ROL's financial performance demonstrates a generally positive trajectory, although some caution is warranted. Revenue has increased from $748.3M in Q1 2024 to $1.026B in Q3 2025, indicating solid growth. The gross profit ratio has fluctuated, starting at 0.511 in Q1 2024, peaking at 0.544 in Q3 2025, suggesting some variability in profitability. Operating cash flow remains consistently positive, with $191.3M reported in the latest quarter (Q3 2025), indicating strong cash generation capabilities. Total debt has increased slightly from $854.9M in Q1 2024 to $912.0M in Q3 2025, reflecting a manageable increase in leverage. Overall, ROL exhibits healthy revenue growth and cash flow, and a relatively stable debt position. Continued monitoring of gross profit margins is advisable to ensure sustained profitability.

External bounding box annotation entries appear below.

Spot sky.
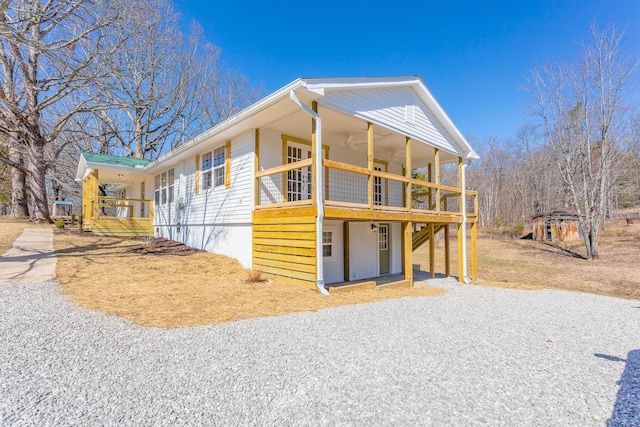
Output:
[174,0,640,144]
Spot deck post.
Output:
[429,222,436,279]
[471,221,478,280]
[311,101,322,206]
[402,221,413,287]
[436,148,440,212]
[458,157,466,283]
[404,136,413,212]
[253,129,260,208]
[444,224,451,277]
[367,122,373,211]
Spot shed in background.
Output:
[531,210,582,242]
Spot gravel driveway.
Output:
[0,282,640,426]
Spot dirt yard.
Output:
[0,219,640,327]
[414,221,640,300]
[55,230,444,328]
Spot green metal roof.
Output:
[82,151,151,168]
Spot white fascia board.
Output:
[144,79,303,172]
[304,76,420,95]
[304,76,479,160]
[415,79,480,160]
[86,162,145,175]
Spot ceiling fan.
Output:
[343,132,393,149]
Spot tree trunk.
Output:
[28,142,52,222]
[9,135,29,218]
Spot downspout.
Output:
[289,90,329,295]
[462,161,469,284]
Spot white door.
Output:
[287,143,311,202]
[378,224,390,275]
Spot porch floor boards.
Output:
[326,274,411,293]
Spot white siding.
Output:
[322,221,344,284]
[154,132,254,268]
[319,87,465,154]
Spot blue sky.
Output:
[174,0,640,143]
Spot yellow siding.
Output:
[253,208,316,289]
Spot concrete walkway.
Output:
[0,228,56,285]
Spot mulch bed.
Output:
[131,237,204,256]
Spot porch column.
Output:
[458,157,466,283]
[471,220,478,280]
[436,148,440,212]
[402,221,413,287]
[253,129,260,208]
[429,222,436,279]
[404,136,413,212]
[311,101,322,206]
[444,222,451,277]
[367,122,373,211]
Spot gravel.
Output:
[0,281,640,426]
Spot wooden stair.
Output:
[411,224,445,251]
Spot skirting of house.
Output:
[252,206,316,289]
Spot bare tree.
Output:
[203,67,263,126]
[87,0,209,158]
[528,25,638,259]
[0,0,115,221]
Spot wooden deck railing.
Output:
[85,196,153,220]
[255,159,477,218]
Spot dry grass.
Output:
[414,221,640,299]
[55,231,444,328]
[0,216,53,255]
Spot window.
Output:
[202,153,211,190]
[322,231,333,258]
[213,147,225,187]
[378,224,389,251]
[202,147,226,190]
[167,169,174,203]
[155,169,175,205]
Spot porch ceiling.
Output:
[268,106,458,168]
[96,166,147,186]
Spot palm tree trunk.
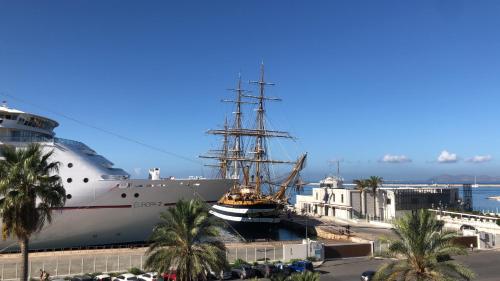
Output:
[19,238,29,281]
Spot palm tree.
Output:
[374,209,474,281]
[290,271,319,281]
[145,200,227,281]
[366,176,384,217]
[0,144,66,281]
[352,179,368,218]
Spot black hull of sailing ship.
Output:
[210,204,282,240]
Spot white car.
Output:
[94,274,111,281]
[111,273,137,281]
[137,272,158,281]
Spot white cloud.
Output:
[438,150,458,163]
[380,154,411,163]
[465,155,493,163]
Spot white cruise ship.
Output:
[0,103,233,249]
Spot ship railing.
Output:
[54,138,97,154]
[0,136,54,143]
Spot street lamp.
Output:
[302,208,309,259]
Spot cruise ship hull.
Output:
[0,179,233,249]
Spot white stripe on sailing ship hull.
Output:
[209,210,280,223]
[212,202,276,214]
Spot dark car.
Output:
[361,270,375,281]
[290,261,314,272]
[254,264,278,278]
[231,265,255,279]
[71,275,93,281]
[276,263,293,276]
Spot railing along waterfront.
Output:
[0,244,283,280]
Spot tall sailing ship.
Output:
[201,65,307,229]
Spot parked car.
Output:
[254,264,278,278]
[290,261,314,272]
[161,270,177,281]
[94,274,111,281]
[361,270,375,281]
[207,270,233,280]
[137,272,158,281]
[71,275,92,281]
[231,265,255,279]
[111,273,137,281]
[275,263,292,276]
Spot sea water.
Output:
[290,185,500,213]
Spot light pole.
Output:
[302,208,309,259]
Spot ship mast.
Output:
[250,63,274,195]
[223,73,250,179]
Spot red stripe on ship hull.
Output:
[53,205,132,210]
[52,201,217,210]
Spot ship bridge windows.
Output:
[0,113,18,120]
[16,115,55,131]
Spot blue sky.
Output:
[0,0,500,179]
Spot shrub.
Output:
[307,257,318,261]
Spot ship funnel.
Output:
[149,168,160,181]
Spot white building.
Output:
[295,177,460,221]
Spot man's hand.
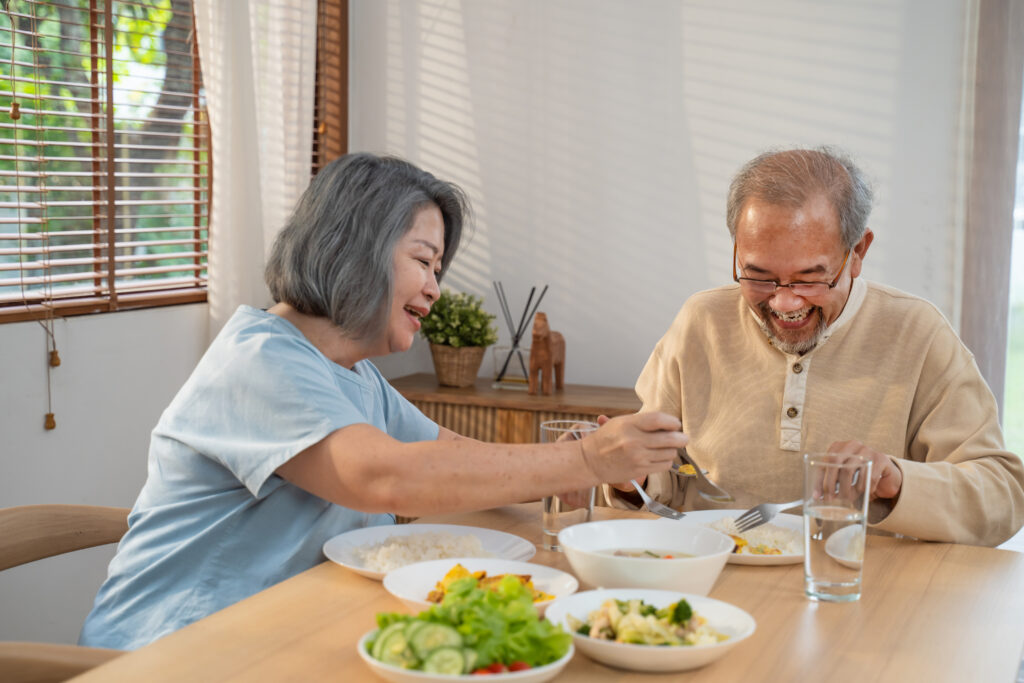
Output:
[828,440,903,501]
[581,413,689,481]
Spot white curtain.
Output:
[195,0,316,338]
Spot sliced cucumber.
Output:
[377,628,418,669]
[403,618,429,642]
[409,624,462,659]
[423,647,466,675]
[370,622,406,659]
[462,647,480,674]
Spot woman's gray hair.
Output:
[726,146,873,249]
[263,154,469,339]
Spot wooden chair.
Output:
[0,505,129,683]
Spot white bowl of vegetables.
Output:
[558,519,735,595]
[547,588,757,672]
[357,575,575,683]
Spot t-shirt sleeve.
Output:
[155,331,380,498]
[361,360,439,443]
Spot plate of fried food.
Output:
[383,557,580,616]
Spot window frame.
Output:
[0,0,213,324]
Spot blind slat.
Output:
[0,0,211,319]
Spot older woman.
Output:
[81,155,686,649]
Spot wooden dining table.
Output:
[74,503,1024,683]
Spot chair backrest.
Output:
[0,505,129,570]
[0,505,129,683]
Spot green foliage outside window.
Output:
[0,0,209,301]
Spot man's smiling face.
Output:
[735,195,871,353]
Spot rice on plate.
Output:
[354,531,495,573]
[324,522,537,581]
[708,517,804,555]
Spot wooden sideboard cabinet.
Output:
[391,373,640,443]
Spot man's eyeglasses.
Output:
[732,242,850,297]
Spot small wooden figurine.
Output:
[529,313,565,395]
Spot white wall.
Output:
[349,0,966,386]
[0,304,207,643]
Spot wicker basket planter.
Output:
[430,344,486,387]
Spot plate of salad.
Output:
[357,574,575,683]
[547,588,757,672]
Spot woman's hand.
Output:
[580,413,689,482]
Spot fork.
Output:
[672,449,736,503]
[736,499,804,531]
[630,479,686,519]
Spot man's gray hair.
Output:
[263,154,469,339]
[726,147,873,249]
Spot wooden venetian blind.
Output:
[313,0,348,174]
[0,0,211,321]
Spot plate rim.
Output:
[825,523,866,570]
[321,523,537,581]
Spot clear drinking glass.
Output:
[804,453,871,602]
[541,420,597,551]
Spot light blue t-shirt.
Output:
[79,306,438,649]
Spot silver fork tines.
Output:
[736,500,804,531]
[630,479,686,519]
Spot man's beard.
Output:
[757,301,828,355]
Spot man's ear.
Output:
[850,228,874,278]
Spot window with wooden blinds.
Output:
[0,0,211,321]
[313,0,348,175]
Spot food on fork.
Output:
[427,564,555,602]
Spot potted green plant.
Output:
[420,290,498,387]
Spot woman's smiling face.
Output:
[375,205,444,355]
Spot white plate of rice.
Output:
[670,510,804,564]
[324,524,537,581]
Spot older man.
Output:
[606,150,1024,545]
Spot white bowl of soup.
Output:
[558,519,734,595]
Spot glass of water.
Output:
[804,453,871,602]
[541,420,597,551]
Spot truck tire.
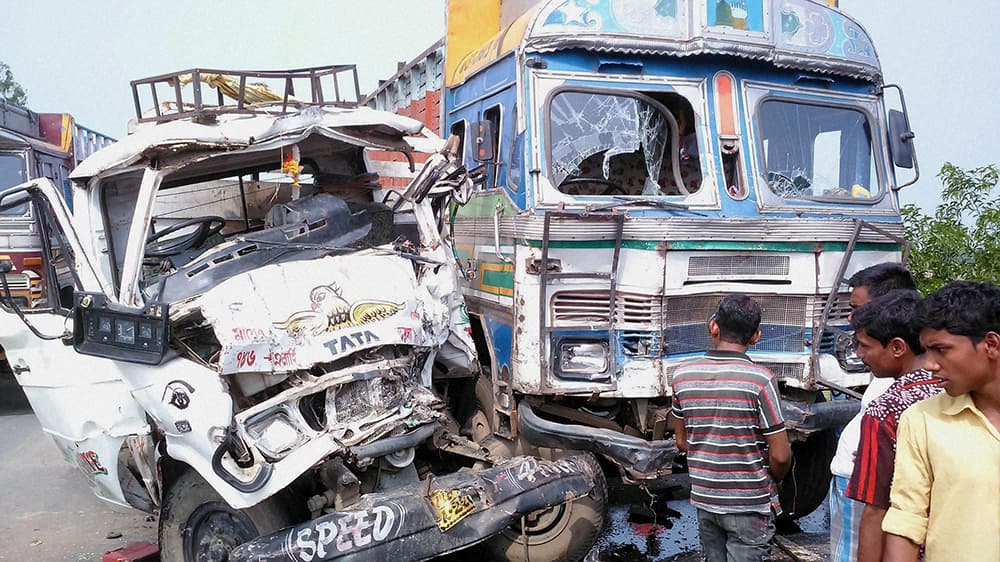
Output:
[159,470,293,562]
[778,429,837,519]
[483,454,608,562]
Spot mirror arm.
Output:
[877,84,920,191]
[0,274,66,341]
[493,202,514,264]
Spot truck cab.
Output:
[434,0,917,528]
[0,65,594,562]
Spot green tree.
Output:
[902,162,1000,294]
[0,61,28,106]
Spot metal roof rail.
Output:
[130,64,362,122]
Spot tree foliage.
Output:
[902,162,1000,294]
[0,61,28,107]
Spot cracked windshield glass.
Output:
[549,92,701,196]
[758,100,880,202]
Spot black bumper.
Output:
[781,400,861,435]
[517,400,679,480]
[229,457,595,562]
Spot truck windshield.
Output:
[549,91,701,196]
[758,100,880,202]
[0,154,28,217]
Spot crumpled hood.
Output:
[182,250,450,374]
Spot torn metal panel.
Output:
[70,107,423,186]
[229,457,595,562]
[182,254,451,374]
[781,394,861,435]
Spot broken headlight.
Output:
[833,332,868,373]
[246,410,307,459]
[555,338,611,380]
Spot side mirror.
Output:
[474,121,497,162]
[73,292,169,365]
[0,188,31,212]
[889,109,916,170]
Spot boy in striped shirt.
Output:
[672,294,791,562]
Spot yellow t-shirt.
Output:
[882,394,1000,562]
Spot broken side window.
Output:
[549,91,701,196]
[757,99,880,202]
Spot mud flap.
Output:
[229,457,595,562]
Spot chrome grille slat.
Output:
[663,294,808,354]
[551,290,660,330]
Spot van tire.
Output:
[159,469,293,562]
[482,453,608,562]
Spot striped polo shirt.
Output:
[671,350,785,514]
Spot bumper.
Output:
[517,400,679,480]
[229,457,594,562]
[781,394,861,435]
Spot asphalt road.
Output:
[0,410,156,562]
[0,378,829,562]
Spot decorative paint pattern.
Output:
[288,504,405,562]
[274,283,403,338]
[429,490,476,532]
[772,0,878,65]
[531,0,688,37]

The company presents a moderately bullish investment profile based on its financial data. Revenue has shown positive growth, indicating increasing market demand or successful market penetration. The gross margin is healthy, suggesting efficient cost management in production or service delivery. A strong return on equity (ROE) signals effective utilization of shareholder investments to generate profit. The price-to-earnings (P/E) ratio suggests the stock is trading at a premium, but this could be justified by the company's growth prospects and profitability. A manageable debt-to-equity ratio indicates a reasonable level of financial leverage. The current ratio, being greater than 1, demonstrates the company's ability to cover short-term liabilities with its current assets, further solidifying its financial health. Overall, the combination of revenue growth, healthy profitability metrics, and a solid balance sheet makes the company an attractive investment for the next 12 months, although the elevated P/E ratio warrants careful monitoring.